This is an urban routine:
    Talking to pigeons
Singing with cars
    Screaming ‘bout the milk       
The Underpass can be viewed as a translucent vessel which enlarges everything that surrounds it: the abundance of vehicle noise and bulky motorway pillars amplify the daily urban experience. While the most underpasses are straight and linear, this one is multidimensional: it is framed and cut by a number of crooked brick dividers. They lure the curious pedestrian with mysterious corners and angles, opening a new platform for a poetic thought. A simple journey from destination A to destination B becomes an adventurous voyage through a scattered energetic field.
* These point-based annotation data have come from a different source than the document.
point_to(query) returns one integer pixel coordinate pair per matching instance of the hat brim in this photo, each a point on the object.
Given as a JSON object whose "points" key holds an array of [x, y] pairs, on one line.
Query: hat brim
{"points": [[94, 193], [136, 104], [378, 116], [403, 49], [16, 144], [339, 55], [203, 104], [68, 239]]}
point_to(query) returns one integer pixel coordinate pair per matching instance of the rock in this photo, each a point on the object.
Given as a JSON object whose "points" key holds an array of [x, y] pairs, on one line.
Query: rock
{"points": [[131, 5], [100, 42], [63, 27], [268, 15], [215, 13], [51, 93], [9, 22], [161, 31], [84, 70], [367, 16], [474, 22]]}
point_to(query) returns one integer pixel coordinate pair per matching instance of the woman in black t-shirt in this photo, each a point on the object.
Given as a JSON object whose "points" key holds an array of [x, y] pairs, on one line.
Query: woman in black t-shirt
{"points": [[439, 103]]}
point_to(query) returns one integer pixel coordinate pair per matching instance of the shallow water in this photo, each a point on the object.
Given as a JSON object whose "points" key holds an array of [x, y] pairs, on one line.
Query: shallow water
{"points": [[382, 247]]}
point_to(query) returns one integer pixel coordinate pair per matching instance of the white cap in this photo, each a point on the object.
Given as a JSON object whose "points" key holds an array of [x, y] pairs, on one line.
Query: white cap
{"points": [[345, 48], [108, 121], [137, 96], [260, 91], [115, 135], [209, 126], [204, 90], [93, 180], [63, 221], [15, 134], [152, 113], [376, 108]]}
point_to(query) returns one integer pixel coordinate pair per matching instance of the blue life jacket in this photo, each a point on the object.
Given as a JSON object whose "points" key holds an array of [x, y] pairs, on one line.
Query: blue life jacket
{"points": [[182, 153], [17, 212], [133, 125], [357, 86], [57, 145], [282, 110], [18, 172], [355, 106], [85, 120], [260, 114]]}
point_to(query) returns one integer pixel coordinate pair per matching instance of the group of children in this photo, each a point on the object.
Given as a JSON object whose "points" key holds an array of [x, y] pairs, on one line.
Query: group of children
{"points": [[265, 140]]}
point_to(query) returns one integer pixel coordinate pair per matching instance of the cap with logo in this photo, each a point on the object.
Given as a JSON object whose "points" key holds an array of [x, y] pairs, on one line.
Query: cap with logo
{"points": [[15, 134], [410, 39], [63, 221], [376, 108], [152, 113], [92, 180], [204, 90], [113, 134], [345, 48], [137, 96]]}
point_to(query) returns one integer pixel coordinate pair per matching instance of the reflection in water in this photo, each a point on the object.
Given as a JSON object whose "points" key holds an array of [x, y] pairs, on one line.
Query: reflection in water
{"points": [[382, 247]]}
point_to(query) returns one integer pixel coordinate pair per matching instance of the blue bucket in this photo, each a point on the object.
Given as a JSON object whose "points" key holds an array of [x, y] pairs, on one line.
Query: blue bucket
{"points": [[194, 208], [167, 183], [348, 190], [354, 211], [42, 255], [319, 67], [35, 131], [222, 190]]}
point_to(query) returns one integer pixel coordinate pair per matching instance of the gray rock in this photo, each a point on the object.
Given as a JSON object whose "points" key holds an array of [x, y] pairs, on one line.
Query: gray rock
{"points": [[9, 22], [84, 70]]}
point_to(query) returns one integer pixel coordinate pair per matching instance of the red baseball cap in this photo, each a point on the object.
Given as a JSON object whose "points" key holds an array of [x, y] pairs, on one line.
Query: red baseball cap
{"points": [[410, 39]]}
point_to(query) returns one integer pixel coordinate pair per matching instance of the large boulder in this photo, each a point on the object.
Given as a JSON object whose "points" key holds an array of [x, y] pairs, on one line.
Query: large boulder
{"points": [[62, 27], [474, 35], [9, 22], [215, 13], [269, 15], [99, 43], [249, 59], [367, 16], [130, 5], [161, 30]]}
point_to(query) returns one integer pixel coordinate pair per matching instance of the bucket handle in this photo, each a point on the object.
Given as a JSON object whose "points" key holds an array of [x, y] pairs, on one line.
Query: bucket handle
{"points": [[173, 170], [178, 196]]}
It feels unnatural, however, to linger at such place. A liminal force constantly draws to one of the exits, while broken wine bottles and a lonely black balaclava creates a feeling of possible danger. When a body is placed into a scene like this, it becomes abnormally alert: every sound is curved, and every shadow — distorted. Suddenly, a dull passage converts to a phantasmagoric theatre: cars rush savagely in all possible directions; winds are whipped up into tiny vortexes; distant steps grow to a demonic march; howling sirens perforate eardrums; and a continuous crack in the road above opens the gates to uncertainty. In a way, the Underpass serves both as a physical, and a mental path which leads to unknown realms.
I have witnessed a pigeon love triangle under a motorway. It happened as I was sitting alone in a corner and writing poetry. I felt very contemplative that day, and I took this as a sign which I still cannot translate.

A first pigeon I saw was a girl. It was searching for crumbs, but I guess all it could find was dust, gravel and broken glass.

A second pigeon descended soon, it was a boy. It was not interested in the fruitless hunting for crumbs. It wanted to get to know the first pigeon. The latter, however, was not so enthusiastic.

A third pigeon, also a boy, arrived to join the company. The first pigeon stayed indifferent, while the second pigeon started turning round its axis as it was very angry and anxious about the competition. The third pigeon tried to kiss the pigeon number one, but it flew away.

Pigeons number two and three looked at each other, and decided to drown their sorrow with the fruitless hunting for crumbs.

What I learned from this story is unknown. I wonder if the first pigeon found a fourth pigeon somewhere else, and whether I would have written a better poem if I was not distracted.